Arthur Ashe Boulevard (also referred to as "the Boulevard") is a historic street in the near the West End of Richmond, Virginia, providing access to Byrd Park. It serves as the border between Carytown and the Museum District to the west and the Fan district to the east. Attempts were made to rename the street after Arthur Ashe, a tennis star and social activist who was born and grew up in Richmond, but previous attempts failed until February 2019 when Richmond City Council voted in favor of changing the name to Arthur Ashe Boulevard. Near the south end is Richmond's Boulevard Bridge (commonly called the "Nickel Bridge", in reference to its historical initial toll) across the James River. Arthur Ashe Boulevard intersects with main arteries Cary Street, Main Street, Monument Avenue, Broad Street (where the Historic District ends), Leigh Street, and Interstate 64/95, and terminates at Hermitage Road. The Diamond is located on Arthur Ashe Boulevard. The intersection of Arthur Ashe Boulevard and Monument Avenue featured a statue of Stonewall Jackson.

Arthur Ashe Boulevard is designated as State Route 161, a route promoted in the 1940s and 1950s as an alternate bypass route before the Richmond-Petersburg Turnpike and Interstate 95 were built, connecting with U.S. Route 1 north and south of downtown Richmond.

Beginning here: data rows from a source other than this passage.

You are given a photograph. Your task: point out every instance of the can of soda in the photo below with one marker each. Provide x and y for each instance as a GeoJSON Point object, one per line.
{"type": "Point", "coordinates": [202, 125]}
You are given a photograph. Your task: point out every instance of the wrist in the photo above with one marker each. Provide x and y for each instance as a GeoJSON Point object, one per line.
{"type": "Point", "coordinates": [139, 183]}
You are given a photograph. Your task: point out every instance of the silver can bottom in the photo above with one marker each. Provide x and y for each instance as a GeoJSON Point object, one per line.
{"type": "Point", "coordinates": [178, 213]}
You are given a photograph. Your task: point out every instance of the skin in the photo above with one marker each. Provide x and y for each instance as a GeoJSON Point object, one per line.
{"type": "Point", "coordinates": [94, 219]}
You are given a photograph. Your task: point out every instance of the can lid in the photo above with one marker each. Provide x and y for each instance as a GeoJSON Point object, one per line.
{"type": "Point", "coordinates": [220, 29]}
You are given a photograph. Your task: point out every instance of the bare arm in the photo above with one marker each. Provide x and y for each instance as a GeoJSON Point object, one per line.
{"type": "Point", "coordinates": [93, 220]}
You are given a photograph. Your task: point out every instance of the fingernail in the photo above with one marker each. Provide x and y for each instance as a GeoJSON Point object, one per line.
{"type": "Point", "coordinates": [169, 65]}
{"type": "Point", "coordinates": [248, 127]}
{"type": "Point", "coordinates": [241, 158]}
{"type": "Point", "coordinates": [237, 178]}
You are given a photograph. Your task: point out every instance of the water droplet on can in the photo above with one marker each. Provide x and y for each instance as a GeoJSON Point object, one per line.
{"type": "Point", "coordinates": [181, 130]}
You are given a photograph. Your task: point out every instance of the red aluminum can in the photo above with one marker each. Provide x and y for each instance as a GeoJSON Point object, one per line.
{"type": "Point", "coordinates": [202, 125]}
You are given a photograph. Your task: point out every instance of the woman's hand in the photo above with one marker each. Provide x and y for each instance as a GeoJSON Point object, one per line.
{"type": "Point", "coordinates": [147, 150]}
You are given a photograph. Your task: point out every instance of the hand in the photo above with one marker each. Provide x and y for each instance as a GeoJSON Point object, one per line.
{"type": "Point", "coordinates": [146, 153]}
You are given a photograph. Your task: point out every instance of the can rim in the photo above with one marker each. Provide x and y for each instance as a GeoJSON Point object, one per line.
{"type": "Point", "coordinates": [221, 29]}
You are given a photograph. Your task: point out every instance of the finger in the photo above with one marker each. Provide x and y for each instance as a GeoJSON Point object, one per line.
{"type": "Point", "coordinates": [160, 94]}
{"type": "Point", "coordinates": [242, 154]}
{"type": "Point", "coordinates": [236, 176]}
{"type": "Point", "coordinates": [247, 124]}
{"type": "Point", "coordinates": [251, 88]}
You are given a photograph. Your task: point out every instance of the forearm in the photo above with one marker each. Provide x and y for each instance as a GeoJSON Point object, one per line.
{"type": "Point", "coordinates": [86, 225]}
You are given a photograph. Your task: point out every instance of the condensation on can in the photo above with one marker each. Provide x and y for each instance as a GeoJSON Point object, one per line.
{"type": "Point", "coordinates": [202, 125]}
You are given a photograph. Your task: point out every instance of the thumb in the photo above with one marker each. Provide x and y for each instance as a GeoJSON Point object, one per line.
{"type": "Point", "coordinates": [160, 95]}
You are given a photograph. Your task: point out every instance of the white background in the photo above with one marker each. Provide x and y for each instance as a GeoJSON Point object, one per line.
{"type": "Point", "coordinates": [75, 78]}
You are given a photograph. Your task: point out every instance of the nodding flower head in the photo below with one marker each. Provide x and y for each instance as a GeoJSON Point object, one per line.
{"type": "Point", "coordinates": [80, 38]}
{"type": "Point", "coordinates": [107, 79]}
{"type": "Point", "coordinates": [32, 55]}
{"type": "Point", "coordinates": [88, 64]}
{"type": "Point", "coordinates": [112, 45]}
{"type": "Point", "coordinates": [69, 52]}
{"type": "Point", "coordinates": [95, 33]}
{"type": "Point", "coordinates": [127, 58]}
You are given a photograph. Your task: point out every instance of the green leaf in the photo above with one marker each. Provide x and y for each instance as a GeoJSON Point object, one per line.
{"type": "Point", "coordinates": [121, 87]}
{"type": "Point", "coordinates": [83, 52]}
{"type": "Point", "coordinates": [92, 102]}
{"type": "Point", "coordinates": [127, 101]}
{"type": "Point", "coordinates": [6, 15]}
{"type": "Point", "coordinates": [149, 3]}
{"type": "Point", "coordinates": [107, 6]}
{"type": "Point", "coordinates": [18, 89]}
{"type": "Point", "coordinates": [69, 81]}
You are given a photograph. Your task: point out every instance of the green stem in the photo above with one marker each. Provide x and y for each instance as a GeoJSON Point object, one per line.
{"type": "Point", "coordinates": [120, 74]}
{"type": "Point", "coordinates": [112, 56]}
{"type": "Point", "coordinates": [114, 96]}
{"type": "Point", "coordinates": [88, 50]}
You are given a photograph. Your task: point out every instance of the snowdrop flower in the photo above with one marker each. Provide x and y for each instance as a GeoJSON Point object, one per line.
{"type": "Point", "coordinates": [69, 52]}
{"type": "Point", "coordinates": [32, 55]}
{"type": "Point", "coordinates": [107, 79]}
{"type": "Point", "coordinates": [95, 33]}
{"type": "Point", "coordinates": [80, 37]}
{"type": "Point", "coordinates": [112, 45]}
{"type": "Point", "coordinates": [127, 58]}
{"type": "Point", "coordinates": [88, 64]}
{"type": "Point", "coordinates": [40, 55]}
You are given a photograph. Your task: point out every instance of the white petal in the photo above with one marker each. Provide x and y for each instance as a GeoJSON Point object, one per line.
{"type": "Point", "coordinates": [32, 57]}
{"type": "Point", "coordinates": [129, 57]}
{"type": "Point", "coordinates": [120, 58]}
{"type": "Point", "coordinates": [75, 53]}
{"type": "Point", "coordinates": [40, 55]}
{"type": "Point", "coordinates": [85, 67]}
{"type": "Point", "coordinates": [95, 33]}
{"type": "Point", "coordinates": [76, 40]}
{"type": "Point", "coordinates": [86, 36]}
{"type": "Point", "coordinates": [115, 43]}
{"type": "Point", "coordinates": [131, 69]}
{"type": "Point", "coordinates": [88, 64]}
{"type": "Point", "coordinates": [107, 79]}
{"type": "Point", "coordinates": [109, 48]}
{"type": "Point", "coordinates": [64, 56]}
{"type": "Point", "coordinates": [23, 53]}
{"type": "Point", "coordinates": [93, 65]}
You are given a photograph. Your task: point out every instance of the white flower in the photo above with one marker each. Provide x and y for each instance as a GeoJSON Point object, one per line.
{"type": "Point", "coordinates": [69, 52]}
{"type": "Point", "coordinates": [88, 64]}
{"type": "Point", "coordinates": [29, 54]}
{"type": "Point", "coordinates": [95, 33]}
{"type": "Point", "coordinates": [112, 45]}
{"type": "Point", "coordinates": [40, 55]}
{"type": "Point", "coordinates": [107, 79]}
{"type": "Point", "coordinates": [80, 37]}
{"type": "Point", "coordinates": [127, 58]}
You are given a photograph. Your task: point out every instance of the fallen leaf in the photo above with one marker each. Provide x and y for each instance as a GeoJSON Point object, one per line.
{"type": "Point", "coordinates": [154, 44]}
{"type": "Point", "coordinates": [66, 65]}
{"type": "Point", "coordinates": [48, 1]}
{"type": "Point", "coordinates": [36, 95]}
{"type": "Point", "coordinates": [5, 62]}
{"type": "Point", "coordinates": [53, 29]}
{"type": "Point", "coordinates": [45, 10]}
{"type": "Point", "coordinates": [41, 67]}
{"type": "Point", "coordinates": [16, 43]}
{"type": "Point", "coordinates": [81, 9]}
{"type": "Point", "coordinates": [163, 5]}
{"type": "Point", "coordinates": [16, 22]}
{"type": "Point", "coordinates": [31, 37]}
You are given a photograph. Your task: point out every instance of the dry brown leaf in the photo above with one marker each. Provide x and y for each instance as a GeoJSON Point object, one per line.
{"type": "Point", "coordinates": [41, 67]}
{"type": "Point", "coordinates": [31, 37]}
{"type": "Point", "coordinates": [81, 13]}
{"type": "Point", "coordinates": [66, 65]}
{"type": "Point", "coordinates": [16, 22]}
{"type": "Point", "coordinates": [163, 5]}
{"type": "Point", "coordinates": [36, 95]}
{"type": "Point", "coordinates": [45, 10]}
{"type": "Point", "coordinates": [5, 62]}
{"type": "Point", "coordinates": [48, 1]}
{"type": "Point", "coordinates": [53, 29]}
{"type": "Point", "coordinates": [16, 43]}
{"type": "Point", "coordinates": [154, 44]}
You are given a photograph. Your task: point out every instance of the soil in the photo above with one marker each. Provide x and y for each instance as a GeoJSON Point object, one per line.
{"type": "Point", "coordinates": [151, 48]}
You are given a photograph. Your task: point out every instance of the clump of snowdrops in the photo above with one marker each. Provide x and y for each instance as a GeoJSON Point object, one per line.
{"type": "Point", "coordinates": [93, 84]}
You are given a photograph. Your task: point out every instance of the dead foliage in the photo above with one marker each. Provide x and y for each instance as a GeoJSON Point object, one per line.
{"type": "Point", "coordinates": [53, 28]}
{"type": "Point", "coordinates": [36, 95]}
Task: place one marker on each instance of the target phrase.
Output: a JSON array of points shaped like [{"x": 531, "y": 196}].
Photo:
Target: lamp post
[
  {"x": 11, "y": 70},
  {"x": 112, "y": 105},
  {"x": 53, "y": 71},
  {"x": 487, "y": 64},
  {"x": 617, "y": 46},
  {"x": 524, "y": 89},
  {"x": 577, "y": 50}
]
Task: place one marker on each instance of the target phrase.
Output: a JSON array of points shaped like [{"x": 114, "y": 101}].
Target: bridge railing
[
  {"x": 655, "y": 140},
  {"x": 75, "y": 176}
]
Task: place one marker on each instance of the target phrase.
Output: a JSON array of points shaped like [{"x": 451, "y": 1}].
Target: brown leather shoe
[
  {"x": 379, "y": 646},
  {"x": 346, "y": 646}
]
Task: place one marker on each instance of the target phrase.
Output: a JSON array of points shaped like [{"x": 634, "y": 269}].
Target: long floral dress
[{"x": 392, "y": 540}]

In 2019, American artist Kehinde Wiley's outdoor sculpture Rumors of War was erected adjacent to Arthur Ashe Boulevard. It is part of the Virginia Museum of Fine Arts permanent art collection. It stands between the museum and the United Daughters of the Confederacy headquarters. The sculpture was created by Wiley as a response to the J.E.B. Stuart monument and the other Confederate equestrian statues on Monument Avenue, all of which have since been removed by the city.